Numerically solving ODEs — how to estimate the solution between the nodes?

You can then use your favorite interpolation technique. As you say, you have a bunch of points (t,x). So you can feed them to a spline routine, or a polynomial fit, or whatever. If you have some knowledge of the functional form, you can take these data points to fit the form, but it may be better to use your differential equation for that.


Take for example Runge-Kutta methods. Let $t_1$, $t_2$, etc., be the points given by the step-size of the method. Then the Runge-Kutta method not only give you the approximate solution at points $t_1$, $t_2$, etc., but also at intermediate points between, say, $t_1$ and $t_2$, depending on the order of the method. You can use these intermediate points (between $t_1$ and $t_2$, together with the endpoints $t_1$ and $t_2$) to construct an interpolation polynomial between $t_1$ and $t_2$, so that the resulting approximate solution will be a piecewise polynomial function, more general than piecewise linears, and the accuracy will as good as the accuracy of the Runge-Kutta method at the mesh points.


Remember that whatever method you use for solving $y^{\prime}=f(t,y)$, be it Runge-Kutta, Bulirsch-Stoer (extrapolative), Gear/Adams multistep, or fancier methods, one always has a triple of values $(t_i,y_i,y_i^{\prime})$ ($y_i^{\prime}=f(t_i,y_i)$) at each evaluation point. Thus, one can always do cubic Hermite interpolation across the points $(t_i,y_i)$ and $(t_{i+1},y_{i+1})$ (note that I am not assuming that the evaluation points are equispaced, as is often the case when doing adaptive solving). If the underlying method is at most third order accurate, cubic Hermite is a good choice.

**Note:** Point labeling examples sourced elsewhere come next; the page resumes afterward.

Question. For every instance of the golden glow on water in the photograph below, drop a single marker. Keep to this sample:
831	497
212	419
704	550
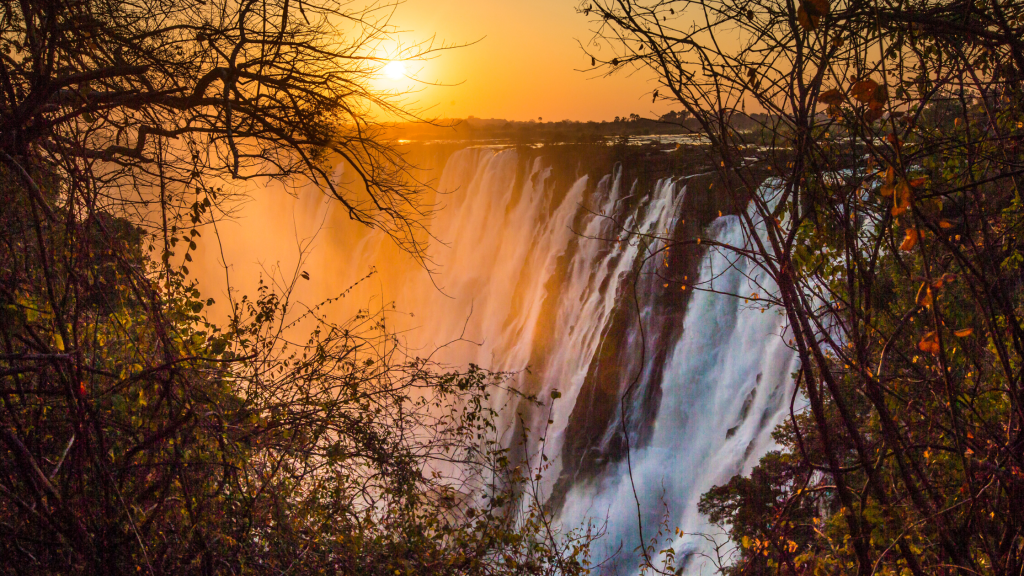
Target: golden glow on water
395	70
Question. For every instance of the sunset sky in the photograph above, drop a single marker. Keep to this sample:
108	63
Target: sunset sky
525	65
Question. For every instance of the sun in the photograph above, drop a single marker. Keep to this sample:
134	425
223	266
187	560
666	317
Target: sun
395	70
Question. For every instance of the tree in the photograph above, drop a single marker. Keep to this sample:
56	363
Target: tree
139	437
886	210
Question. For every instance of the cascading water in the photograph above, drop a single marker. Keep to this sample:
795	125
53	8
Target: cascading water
535	270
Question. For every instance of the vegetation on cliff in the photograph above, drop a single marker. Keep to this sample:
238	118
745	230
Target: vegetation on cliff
138	437
892	231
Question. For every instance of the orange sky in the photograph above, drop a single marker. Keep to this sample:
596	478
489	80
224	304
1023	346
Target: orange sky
524	67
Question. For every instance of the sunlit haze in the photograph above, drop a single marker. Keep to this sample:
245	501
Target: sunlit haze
526	65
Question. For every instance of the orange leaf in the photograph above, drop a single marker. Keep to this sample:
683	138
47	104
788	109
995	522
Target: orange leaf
910	241
832	97
807	22
901	199
930	343
925	295
864	90
817	7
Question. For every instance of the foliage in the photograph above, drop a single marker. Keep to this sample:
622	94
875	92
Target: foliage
891	227
136	435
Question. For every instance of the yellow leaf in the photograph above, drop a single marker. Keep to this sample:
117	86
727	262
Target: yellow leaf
807	21
910	240
891	176
930	343
832	97
864	90
925	295
901	198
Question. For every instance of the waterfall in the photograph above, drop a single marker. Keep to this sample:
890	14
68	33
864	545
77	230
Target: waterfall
532	271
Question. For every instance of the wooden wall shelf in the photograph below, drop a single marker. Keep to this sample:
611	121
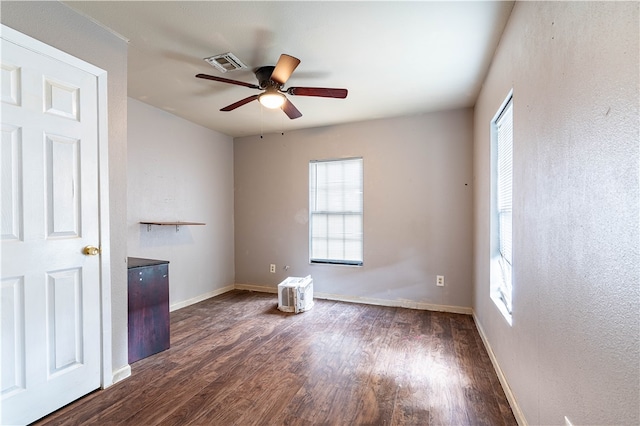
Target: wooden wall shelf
176	224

Now, the upshot is that modern implementations of DE solvers always support so-called "dense output"; briefly, associated with a method with $p$th order "accuracy" (in quotes since "high order doesn't always imply high accuracy" ;) ) has with it an associated $p$th order interpolating function. To use my favorite example, the $(4,5)$ adaptive Runge-Kutta solver based on the Dormand-Prince coefficients has with it an associated fifth order interpolating function. The special properties inherent in the coefficients allow the existence of an associated interpolating function with the same order of "accuracy"; in general, not all Runge-Kutta coefficients will have an associated "nice" interpolating function (but again, one can always do cubic Hermite).

I could say more, but the books by Hairer/Nørsett/Wanner have an extensive discussion on dense output (and they say it better than what I can hope to say), as well as usable routines (also available within the site). You would do well to study them.